Clinical Investigations

A meta-analysis of surgery versus conventional radiotherapy for the treatment of metastatic spinal epidural disease

Paul Klimo, Jr., Clinton J. Thompson, John R.W. Kestle and Meic H. Schmidt1

Departments of Neurosurgery (P.K., J.R.W.K., M.H.S.) and Family & Preventive Medicine (C.S.T.) and Spinal Oncology Service, Huntsman Cancer Institute (M.H.S.), University of Utah, Salt Lake City, UT 84108, USA

1 Address correspondence to Meic H. Schmidt, Department of Neurosurgery, University of Utah, 30 North 1900 East, Suite #3B-409 SOM, Salt Lake City, UT 84132-2303, USA (meic.schmidt{at}hsc.utah.edu).

Abstract

Radiotherapy has been the primary therapy for managing metastatic spinal disease; however, surgery that decompresses the spinal cord circumferentially, followed by reconstruction and immediate stabilization, has also proven effective. We provide a quantitative comparison between the "new" surgery and radiotherapy, based on articles that report on ambulatory status before and after treatment, age, sex, primary neoplasm pathology, and spinal disease distribution. Ambulation was categorized as "success" or "rescue" (proportion of patients ambulatory after treatment and proportion regaining ambulatory function, respectively). Secondary outcomes were also analyzed.
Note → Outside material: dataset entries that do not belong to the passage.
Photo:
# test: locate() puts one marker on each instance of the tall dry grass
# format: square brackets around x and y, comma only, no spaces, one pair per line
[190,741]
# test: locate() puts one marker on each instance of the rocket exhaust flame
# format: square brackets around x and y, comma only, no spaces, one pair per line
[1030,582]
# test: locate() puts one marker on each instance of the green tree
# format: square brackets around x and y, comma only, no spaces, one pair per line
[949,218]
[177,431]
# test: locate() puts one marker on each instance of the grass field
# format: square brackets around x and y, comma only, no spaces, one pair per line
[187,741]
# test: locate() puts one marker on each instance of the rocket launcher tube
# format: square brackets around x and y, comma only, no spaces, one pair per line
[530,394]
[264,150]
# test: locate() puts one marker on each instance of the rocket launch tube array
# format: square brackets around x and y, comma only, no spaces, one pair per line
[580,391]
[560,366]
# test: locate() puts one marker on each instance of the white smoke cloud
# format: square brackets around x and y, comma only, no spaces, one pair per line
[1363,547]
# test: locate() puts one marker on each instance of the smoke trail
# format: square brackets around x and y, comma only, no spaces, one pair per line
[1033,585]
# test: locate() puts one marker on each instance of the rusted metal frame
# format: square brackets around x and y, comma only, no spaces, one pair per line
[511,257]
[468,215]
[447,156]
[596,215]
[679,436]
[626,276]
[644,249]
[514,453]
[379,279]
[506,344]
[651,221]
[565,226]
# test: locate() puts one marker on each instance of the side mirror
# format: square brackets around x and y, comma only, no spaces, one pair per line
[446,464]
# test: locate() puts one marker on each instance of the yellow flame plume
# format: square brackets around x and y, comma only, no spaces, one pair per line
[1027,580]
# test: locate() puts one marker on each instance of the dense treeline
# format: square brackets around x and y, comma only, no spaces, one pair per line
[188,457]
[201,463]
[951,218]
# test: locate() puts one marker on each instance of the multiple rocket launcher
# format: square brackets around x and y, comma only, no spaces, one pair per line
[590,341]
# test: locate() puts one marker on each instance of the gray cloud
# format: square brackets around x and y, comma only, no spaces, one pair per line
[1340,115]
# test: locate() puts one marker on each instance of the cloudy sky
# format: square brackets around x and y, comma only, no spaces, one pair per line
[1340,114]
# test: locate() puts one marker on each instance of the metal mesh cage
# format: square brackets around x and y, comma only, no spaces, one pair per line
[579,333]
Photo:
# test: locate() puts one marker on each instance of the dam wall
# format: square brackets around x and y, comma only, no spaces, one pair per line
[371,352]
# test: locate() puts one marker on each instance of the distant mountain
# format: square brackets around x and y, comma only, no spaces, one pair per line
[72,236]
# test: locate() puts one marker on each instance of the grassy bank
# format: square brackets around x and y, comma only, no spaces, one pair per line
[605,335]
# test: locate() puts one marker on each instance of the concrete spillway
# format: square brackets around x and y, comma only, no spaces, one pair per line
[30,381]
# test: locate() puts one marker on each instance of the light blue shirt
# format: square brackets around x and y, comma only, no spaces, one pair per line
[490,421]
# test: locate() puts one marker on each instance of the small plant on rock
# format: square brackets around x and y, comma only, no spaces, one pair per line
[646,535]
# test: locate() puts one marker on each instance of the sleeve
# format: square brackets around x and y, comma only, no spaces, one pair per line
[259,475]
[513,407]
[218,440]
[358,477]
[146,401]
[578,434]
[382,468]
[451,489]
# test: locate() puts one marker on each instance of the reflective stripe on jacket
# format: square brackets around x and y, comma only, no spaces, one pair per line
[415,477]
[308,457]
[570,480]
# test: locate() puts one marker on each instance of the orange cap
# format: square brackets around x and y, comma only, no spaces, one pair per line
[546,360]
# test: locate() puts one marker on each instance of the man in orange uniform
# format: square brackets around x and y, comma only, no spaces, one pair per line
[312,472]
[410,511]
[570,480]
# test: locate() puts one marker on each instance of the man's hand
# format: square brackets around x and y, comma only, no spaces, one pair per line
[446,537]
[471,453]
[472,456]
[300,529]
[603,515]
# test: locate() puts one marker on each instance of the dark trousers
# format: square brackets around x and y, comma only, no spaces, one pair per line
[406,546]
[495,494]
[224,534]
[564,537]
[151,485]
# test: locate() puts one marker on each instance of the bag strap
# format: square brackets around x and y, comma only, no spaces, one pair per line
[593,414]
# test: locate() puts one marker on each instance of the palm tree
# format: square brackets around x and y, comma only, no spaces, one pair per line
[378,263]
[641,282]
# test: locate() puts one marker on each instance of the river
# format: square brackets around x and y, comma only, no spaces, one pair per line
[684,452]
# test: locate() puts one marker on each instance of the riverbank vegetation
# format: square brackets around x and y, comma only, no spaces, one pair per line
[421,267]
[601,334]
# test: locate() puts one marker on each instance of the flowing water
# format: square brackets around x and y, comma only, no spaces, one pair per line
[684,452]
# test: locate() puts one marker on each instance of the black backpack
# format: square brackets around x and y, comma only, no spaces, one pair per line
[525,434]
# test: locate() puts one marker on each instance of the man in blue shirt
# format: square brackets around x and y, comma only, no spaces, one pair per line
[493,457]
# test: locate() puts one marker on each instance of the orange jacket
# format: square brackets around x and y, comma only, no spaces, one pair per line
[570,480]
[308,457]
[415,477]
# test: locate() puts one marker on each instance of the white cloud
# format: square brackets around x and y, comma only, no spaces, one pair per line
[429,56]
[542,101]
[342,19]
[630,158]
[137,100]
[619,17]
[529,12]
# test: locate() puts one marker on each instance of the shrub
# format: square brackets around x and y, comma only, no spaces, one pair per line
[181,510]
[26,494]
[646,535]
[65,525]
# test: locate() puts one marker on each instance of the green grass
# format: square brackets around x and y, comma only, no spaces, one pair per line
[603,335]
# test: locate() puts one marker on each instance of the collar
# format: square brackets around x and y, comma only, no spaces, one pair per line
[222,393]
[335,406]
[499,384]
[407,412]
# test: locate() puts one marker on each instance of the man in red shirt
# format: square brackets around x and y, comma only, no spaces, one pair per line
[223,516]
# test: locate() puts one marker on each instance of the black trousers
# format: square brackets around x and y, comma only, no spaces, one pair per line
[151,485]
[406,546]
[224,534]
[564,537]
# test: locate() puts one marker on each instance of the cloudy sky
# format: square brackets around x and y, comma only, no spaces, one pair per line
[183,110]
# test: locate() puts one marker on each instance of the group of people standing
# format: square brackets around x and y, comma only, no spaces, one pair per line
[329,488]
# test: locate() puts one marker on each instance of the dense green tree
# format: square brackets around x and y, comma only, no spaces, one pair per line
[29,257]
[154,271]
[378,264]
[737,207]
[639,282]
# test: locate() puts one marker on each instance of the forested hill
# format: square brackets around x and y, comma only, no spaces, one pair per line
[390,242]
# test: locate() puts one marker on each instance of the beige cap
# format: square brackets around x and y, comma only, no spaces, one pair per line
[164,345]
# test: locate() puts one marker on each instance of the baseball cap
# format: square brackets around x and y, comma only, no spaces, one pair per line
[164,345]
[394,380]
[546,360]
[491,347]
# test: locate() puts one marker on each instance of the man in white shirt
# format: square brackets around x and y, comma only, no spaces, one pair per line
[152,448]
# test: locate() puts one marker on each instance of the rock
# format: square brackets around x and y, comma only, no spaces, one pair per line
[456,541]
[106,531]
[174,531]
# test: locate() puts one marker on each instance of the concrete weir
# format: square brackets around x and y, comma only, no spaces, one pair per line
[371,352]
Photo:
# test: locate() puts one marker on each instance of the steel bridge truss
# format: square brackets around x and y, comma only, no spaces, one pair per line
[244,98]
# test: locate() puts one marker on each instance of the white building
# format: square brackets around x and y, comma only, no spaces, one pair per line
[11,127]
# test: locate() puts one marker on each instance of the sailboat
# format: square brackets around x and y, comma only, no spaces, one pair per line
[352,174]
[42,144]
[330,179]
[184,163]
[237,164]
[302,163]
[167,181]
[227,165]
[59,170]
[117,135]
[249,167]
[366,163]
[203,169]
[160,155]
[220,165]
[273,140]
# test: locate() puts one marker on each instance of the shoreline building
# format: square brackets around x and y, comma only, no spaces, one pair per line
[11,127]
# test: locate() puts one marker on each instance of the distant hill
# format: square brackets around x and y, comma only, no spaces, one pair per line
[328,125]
We calculated cumulative success and rescue rates for our ambulatory measurements and quantified heterogeneity using a mixed-effects model. We investigated the source of the heterogeneity in both a univariate and multivariate manner with a meta-regression model. Our analysis included data from 24 surgical articles (999 patients) and 4 radiation articles (543 patients), mostly uncontrolled cohort studies (Class III). Surgical patients were 1.3 times more likely to be ambulatory after treatment and twice as likely to regain ambulatory function. Overall ambulatory success rates for surgery and radiation were 85% and 64%, respectively. Primary pathology was the principal factor determining survival. We present the first known formal meta-analysis using data from nonrandomized clinical studies. Although we attempted to control for imbalances between the surgical and radiation groups, significant heterogeneity undoubtedly still exists. Nonetheless, we believe the differences in the outcomes indicate a true difference resulting from treatment. We conclude that surgery should usually be the primary treatment with radiation given as adjuvant therapy. Neurologic status, overall health, extent of disease (spinal and extraspinal), and primary pathology all impact proper treatment selection.